One way of preventing private keys from being committed is to tell a .gitignore
file where they are. This is a file that blocks certain information from being uploaded to a GitHub repo. Instead, some developers stored their secrets directly in the .gitignore
file, meaning that it got included in their repos.
Some online services like OAuth require multiple secrets for access, such as a digital key and an ID. That didn’t provide much extra security in this case though, because four in five of the repos holding these secrets contained the other information required to access the third-party service as well.
Many developers did nothing when notified of the problem, according to the paper. Those that tried to fix the problem tended to create new commits for their repos that removed the secrets. This doesn’t work, because GitHub is a front end for Git, a version control system that purposely stores information held in past commits so you can keep track of what changed, and when.
What devs really need to do is either rewrite their history to remove the offending commit, or delete the entire repo and start again without storing the password, said the researchers.
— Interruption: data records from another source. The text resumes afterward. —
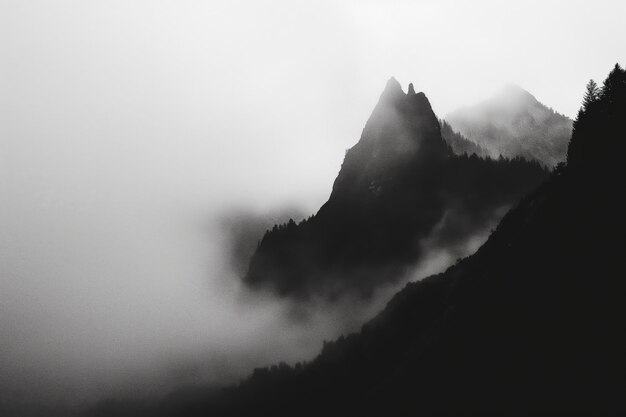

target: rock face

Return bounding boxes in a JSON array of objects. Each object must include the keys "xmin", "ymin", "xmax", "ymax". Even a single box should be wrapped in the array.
[
  {"xmin": 144, "ymin": 67, "xmax": 626, "ymax": 416},
  {"xmin": 244, "ymin": 78, "xmax": 547, "ymax": 299},
  {"xmin": 446, "ymin": 85, "xmax": 572, "ymax": 167}
]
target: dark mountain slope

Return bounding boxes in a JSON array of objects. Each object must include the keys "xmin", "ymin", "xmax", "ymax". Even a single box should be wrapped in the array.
[
  {"xmin": 446, "ymin": 85, "xmax": 572, "ymax": 167},
  {"xmin": 245, "ymin": 79, "xmax": 547, "ymax": 299},
  {"xmin": 144, "ymin": 63, "xmax": 626, "ymax": 416},
  {"xmin": 439, "ymin": 119, "xmax": 490, "ymax": 158}
]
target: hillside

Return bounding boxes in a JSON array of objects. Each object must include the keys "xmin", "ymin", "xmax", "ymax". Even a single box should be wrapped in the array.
[
  {"xmin": 135, "ymin": 66, "xmax": 626, "ymax": 416},
  {"xmin": 244, "ymin": 78, "xmax": 548, "ymax": 300},
  {"xmin": 445, "ymin": 85, "xmax": 572, "ymax": 168}
]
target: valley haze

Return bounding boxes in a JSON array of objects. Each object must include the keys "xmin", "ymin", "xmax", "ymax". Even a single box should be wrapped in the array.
[{"xmin": 0, "ymin": 0, "xmax": 626, "ymax": 416}]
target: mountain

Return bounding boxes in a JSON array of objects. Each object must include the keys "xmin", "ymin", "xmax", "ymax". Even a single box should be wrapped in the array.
[
  {"xmin": 244, "ymin": 78, "xmax": 548, "ymax": 299},
  {"xmin": 445, "ymin": 85, "xmax": 572, "ymax": 167},
  {"xmin": 138, "ymin": 66, "xmax": 626, "ymax": 416},
  {"xmin": 439, "ymin": 119, "xmax": 490, "ymax": 158}
]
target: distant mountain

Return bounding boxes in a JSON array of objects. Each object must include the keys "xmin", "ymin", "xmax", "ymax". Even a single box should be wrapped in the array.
[
  {"xmin": 445, "ymin": 85, "xmax": 572, "ymax": 168},
  {"xmin": 439, "ymin": 119, "xmax": 490, "ymax": 158},
  {"xmin": 244, "ymin": 78, "xmax": 548, "ymax": 299},
  {"xmin": 138, "ymin": 66, "xmax": 626, "ymax": 416}
]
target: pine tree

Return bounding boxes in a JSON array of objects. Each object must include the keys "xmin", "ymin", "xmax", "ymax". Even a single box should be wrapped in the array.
[{"xmin": 583, "ymin": 80, "xmax": 600, "ymax": 110}]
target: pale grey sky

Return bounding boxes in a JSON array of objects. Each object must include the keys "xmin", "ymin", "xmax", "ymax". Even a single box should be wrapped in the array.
[{"xmin": 0, "ymin": 0, "xmax": 626, "ymax": 408}]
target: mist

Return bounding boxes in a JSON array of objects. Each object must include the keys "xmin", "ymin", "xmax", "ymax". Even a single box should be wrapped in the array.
[{"xmin": 0, "ymin": 0, "xmax": 626, "ymax": 407}]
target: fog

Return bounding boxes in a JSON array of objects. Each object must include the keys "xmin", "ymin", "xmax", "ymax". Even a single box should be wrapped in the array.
[{"xmin": 0, "ymin": 0, "xmax": 626, "ymax": 410}]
Most people did neither.
How did the researchers find these keys? Was it via some nefarious hack or loophole in the website? Nope – they just searched for it. GitHub has a search API that can be used to search across all its repos, and it happily delivers the secret key data.
Paper co-author Brad Reaves told us:
While we used the Search API, which requires an API key that can be obtained for free by any GitHub user, keys can also be found with the online search function.
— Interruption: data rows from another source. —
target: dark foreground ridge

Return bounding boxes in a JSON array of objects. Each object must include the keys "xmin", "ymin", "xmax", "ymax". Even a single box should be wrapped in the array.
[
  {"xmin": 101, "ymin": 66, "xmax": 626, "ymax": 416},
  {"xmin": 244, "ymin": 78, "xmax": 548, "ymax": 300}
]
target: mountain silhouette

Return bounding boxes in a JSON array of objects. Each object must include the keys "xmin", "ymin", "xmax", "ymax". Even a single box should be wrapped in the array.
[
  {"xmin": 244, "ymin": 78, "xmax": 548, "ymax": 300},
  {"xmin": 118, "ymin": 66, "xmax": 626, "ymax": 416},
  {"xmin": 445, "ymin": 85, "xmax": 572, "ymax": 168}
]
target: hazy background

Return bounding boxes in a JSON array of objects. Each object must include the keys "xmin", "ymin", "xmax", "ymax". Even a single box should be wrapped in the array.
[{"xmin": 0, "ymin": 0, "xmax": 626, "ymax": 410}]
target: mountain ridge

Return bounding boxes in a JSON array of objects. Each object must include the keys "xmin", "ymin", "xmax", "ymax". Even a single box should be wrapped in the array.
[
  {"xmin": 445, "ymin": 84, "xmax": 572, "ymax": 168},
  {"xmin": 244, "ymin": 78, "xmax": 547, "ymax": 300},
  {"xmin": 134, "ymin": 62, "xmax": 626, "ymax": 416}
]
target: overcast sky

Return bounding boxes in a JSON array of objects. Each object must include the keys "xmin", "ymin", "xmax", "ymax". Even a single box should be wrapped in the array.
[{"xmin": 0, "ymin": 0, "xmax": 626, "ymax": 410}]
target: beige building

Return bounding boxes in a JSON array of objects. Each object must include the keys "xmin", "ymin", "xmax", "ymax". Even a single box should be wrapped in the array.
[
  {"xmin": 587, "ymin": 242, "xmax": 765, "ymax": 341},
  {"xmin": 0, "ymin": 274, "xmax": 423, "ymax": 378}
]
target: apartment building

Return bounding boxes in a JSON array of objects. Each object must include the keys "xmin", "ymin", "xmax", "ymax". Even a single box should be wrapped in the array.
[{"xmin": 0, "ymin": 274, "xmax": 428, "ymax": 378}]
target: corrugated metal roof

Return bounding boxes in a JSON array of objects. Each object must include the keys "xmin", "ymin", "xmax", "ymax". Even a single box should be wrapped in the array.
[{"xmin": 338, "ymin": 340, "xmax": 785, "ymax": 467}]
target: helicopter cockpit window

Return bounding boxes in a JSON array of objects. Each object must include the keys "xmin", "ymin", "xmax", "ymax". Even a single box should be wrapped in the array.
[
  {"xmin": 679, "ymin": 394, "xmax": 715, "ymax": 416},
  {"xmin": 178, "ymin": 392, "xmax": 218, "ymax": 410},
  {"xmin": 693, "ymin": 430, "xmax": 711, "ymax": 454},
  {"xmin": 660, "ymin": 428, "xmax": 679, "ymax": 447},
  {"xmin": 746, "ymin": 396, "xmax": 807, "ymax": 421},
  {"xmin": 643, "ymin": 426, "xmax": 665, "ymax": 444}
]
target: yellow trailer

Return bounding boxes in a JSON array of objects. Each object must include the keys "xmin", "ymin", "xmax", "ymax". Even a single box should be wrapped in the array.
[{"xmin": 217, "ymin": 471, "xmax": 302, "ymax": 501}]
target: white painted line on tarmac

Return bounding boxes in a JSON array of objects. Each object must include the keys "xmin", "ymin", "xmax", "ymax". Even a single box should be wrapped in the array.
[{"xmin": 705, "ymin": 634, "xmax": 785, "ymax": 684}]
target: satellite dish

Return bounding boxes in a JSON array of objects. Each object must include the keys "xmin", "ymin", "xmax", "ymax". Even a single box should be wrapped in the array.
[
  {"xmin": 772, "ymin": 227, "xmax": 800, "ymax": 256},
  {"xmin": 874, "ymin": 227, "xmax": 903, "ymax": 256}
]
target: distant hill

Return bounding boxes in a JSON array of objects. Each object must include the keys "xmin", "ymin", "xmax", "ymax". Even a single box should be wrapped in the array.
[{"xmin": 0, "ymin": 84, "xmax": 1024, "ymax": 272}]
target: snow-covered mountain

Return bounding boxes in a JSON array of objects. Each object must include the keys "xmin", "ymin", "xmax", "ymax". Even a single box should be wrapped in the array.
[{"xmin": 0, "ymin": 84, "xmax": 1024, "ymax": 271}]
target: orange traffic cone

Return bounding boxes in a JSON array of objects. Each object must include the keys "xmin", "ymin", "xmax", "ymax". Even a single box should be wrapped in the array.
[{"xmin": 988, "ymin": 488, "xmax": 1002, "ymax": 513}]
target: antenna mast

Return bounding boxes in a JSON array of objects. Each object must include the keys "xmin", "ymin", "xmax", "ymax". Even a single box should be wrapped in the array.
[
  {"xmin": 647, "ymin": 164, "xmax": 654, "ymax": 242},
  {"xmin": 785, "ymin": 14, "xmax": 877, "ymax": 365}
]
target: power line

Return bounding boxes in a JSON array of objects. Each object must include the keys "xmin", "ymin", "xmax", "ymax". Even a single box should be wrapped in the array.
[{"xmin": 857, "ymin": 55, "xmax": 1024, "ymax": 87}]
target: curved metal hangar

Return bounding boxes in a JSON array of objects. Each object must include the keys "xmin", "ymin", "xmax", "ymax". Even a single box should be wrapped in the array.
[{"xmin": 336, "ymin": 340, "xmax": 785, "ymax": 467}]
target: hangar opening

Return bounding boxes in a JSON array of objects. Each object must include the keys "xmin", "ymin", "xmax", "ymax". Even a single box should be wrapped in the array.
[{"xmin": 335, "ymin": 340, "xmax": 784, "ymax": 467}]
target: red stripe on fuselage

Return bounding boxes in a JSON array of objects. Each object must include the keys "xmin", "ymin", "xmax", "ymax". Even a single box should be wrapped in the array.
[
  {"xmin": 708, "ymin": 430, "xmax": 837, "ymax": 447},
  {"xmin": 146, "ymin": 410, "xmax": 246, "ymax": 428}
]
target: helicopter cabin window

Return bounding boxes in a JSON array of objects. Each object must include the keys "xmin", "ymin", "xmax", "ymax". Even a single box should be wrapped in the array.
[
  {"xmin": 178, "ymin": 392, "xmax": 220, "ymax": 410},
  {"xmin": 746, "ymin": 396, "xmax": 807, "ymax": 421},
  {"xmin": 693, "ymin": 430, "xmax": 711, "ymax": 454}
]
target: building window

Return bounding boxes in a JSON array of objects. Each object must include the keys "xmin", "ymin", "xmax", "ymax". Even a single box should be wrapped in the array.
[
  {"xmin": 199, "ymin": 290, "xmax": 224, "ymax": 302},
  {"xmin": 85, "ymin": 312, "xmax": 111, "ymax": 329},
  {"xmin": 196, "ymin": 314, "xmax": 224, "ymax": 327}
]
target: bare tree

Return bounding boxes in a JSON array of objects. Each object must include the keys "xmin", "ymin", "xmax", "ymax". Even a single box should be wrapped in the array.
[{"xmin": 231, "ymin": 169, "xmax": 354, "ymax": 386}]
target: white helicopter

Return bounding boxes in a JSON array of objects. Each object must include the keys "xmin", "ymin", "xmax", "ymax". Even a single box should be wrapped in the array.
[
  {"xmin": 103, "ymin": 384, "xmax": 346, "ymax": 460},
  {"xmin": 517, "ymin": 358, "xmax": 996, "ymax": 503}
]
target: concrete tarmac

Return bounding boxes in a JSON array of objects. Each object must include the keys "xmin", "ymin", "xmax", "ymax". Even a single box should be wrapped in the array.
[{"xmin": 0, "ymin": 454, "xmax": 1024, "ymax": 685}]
This has been a problem since at least 2013, when GitHub shut down its search service for a while after finding secret keys turning up in searches. He added:
After this was publicized, GitHub took down the Code Search tool, claiming unrelated reasons, but shortly relaunched the tool with the same functionality.
So is all of this GitHub’s fault? Hardly. As Reaves pointed out:
Code search is a great tool, but it would be very difficult for GitHub to build a tool that censored all possible secrets; the burden is on developers not to post secrets to public repositories.
To its credit GitHub, which Microsoft acquired for $7.5bn in October 2018, is trying to make things better. It introduced rate limits for its search tool, although the paper points out that an attacker could overcome this by searching through multiple accounts. It has also been scanning repositories for several years to find GitHub OAuth tokens and personal access tokens, which can be used to access peoples’ GitHub repositories.
In October 2018, GitHub also announced partnerships with third-party online services as part of a new feature called Token Scanning. This scans new commits or private-turned-public repos for service providers’ API keys and notifies the appropriate service provider when it finds them. That service provider may then choose to revoke the credentials, which is the step GitHub recommends, according to a spokesperson there. She also told us that it has shared information on more than 100 million compromised tokens so far.
It’s a start, said Reaves, but GitHub’s work can only solve the problem up to a point:
I think efforts like GitHub’s Token Scanning project should be applauded, but they are only effective once a leak has already occurred. This problem also is likely not isolated to GitHub – it will affect any publicly available code. We need more research to develop systems that help developers avoid this mistake in the first place.
Kudos to GitHub for trying its best to solve the problem, but it’s up to developers to use services like this – and the associated tools like Git – properly.